I couldn’t blame them, even when they insulted me, hurt my feelings, spoke to me as if I satisfied only a fetish, as if I was a plaything and not fully human. Some of them were ignorant and narrow-minded, and I tried hard to understand their anger, their bitterness, their rebellious impulses, and all their strange references to the Torah or the Talmud.
I too was ignorant. Of their world and their lives — I still am — but I tried hard to learn about them. I had questions, so many questions: How can you sleep with a person you barely know? A person you don’t love? How can you stay locked in an unhappy situation just for the sake of family and community? How can you have children and raise them while living with a spouse you have little affection for? How do you look at your children knowing they are fated to live the same way?
Some of the questions I kept to myself; I didn’t want to add to their misfortune by stating the obvious, but from all the conversations, dozens and dozens of exchanges, I learned a lot.
I declined to meet with most of them. Some were hard to follow, with their bad English and a general inability to express themselves. And I had little interest in going anywhere serious with married guys. When I told them that I wouldn’t meet them, their desperation was palpable, sometimes generating a frenzy of pleading and sweet-talking that was both maddening and heartbreaking.
There were exceptions.
There were some who were surprisingly thoughtful and expressed themselves just fine. I knew that I was still a shiksa to them, exotic and strange, but also unique in that they had few outlets to speak their minds and I was there to lend an eager and attentive ear. I grew very fond of some of them.

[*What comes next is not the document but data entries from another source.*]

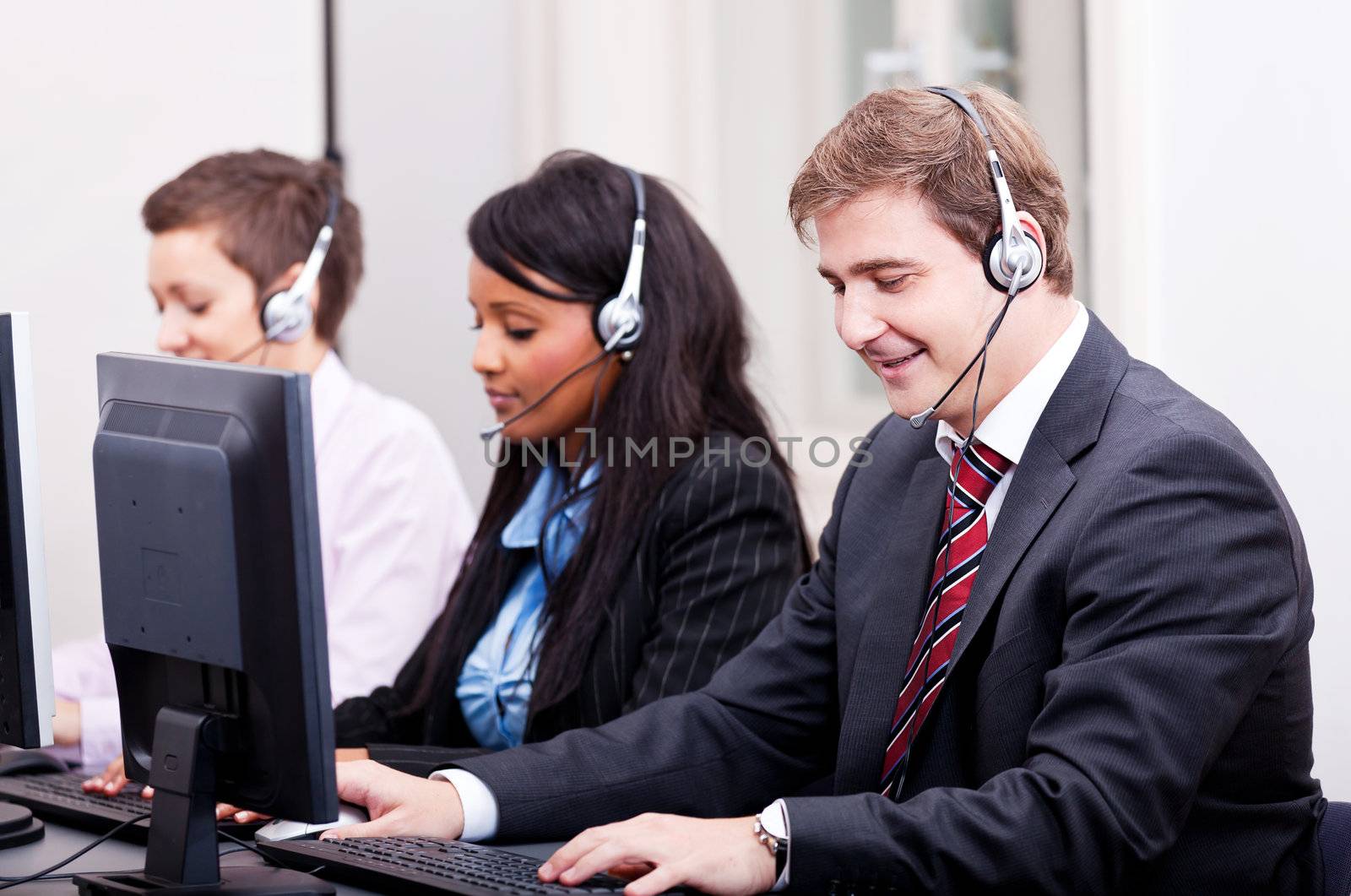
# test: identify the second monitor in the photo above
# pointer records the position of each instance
(213, 600)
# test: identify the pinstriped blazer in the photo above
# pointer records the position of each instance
(711, 567)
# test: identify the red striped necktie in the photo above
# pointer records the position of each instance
(954, 574)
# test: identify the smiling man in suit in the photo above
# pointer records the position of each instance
(1094, 680)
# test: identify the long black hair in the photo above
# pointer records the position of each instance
(572, 220)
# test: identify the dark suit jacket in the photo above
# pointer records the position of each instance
(713, 564)
(1128, 709)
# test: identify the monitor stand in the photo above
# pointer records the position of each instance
(18, 826)
(182, 855)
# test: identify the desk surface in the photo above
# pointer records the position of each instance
(117, 855)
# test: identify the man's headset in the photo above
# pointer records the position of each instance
(618, 322)
(285, 315)
(1012, 258)
(1012, 261)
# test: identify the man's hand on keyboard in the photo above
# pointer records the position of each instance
(399, 804)
(715, 855)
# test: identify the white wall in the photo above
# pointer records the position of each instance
(1243, 148)
(426, 123)
(98, 107)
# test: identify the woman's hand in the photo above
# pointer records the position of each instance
(112, 780)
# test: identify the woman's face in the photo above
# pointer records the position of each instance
(527, 344)
(209, 307)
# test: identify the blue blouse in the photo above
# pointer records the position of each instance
(495, 682)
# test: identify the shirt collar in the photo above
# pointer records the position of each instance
(1010, 423)
(524, 527)
(330, 385)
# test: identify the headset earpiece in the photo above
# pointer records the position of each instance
(997, 270)
(285, 319)
(285, 315)
(619, 321)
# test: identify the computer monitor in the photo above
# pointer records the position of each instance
(213, 607)
(27, 700)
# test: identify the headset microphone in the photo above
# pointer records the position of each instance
(287, 315)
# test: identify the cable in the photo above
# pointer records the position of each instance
(42, 875)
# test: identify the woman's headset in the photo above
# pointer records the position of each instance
(619, 321)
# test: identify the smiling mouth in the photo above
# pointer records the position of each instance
(892, 365)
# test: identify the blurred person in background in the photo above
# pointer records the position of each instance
(395, 519)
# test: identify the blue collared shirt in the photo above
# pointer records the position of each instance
(495, 684)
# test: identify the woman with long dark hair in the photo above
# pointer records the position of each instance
(641, 529)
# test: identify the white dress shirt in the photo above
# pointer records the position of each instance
(393, 524)
(1006, 429)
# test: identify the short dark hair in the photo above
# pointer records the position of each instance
(269, 209)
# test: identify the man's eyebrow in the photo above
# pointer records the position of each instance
(875, 263)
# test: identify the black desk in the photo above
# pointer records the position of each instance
(118, 855)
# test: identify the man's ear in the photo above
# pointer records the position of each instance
(1033, 226)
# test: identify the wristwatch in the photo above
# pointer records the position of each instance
(773, 839)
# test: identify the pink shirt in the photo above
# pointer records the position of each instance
(393, 522)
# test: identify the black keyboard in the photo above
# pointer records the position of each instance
(426, 865)
(57, 796)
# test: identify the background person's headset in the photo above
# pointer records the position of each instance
(287, 315)
(618, 321)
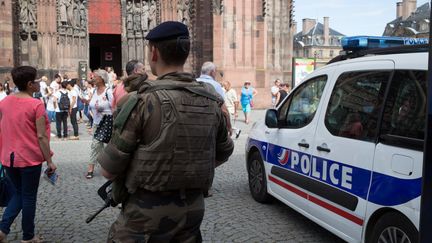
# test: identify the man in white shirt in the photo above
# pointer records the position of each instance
(43, 88)
(274, 91)
(73, 97)
(56, 83)
(208, 75)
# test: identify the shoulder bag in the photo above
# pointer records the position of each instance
(7, 189)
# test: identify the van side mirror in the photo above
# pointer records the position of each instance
(271, 118)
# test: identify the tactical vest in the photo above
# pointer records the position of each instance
(183, 155)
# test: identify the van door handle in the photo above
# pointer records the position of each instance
(304, 145)
(323, 149)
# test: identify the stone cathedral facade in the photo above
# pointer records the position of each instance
(248, 40)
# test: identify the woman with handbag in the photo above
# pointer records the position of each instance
(100, 106)
(24, 118)
(246, 99)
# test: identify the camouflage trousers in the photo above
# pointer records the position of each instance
(159, 217)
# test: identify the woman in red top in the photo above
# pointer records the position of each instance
(24, 146)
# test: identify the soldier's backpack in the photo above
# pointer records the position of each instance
(64, 102)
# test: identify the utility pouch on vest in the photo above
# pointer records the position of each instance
(119, 190)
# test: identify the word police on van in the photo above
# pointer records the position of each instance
(344, 148)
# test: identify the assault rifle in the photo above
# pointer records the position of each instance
(105, 192)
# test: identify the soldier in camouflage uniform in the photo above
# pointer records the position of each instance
(168, 138)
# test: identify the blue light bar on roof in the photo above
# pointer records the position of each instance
(356, 43)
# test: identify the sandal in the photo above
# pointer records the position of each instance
(35, 239)
(3, 237)
(89, 175)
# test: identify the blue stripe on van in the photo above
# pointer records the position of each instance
(385, 190)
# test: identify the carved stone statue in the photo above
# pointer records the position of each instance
(218, 7)
(153, 15)
(63, 13)
(83, 16)
(69, 11)
(32, 13)
(129, 15)
(182, 8)
(137, 17)
(145, 17)
(27, 15)
(76, 14)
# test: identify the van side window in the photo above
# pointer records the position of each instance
(299, 109)
(405, 108)
(355, 104)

I accepted our arrangements for what they were, knowing they could disappear without warning, for fear, for the stress imposed by stepping outside their usual boundaries. I could expect nothing, I knew. I took whatever they gave: Fake names, strange stories, lots of laughter and tears and suppressed dreams.
I will never forget how one man described his feeling about Shabbos, how he waited for it each week, and that nothing in the world could make him break it. A billion dollars, he said, and he wouldn’t break it, and I believed him. I got goose bumps all over my body thinking about it. What kind of belief in God created such intense and unbending devotion?
I ended up meeting more of the Hasidic men than I’d intended. We were vampires, always meeting late at night. Over glasses of beer in dark bars all over Brooklyn, I would try to discern the color of their eyes or their hair. It was a payess fashion show, with subtle differences in each, straight and curled, tucked behind their ears or under their yarmulkes.
Some of them wished they could run from their communities, but even if they would, they could never escape who they were, their essential Jewishness. Their roots went deep, clearly. Some of them seemed surprisingly well-bred, in a European way. With my own European roots, these were the men I felt closest to.
I posted the ad several times, hungry for more stories. There was something about their Europeanness, their being descendants of Holocaust survivors, that made me come back for more. There was something sad about them, yet compelling. Bound to their lifestyle and traditions, it was as if they were Hasidic before they were human. And yet, I discovered, beneath the payess and the beards and the mustaches, there were faint glimmers of individuality, elusive but present.
My goal had been to French kiss a hairy man. I did that. But once I got to know these men, it was not their facial hair that drew me in but the mystery behind it. It was those glimmers of individuality, behind the facial hair and the black and white garb, that called me back for more.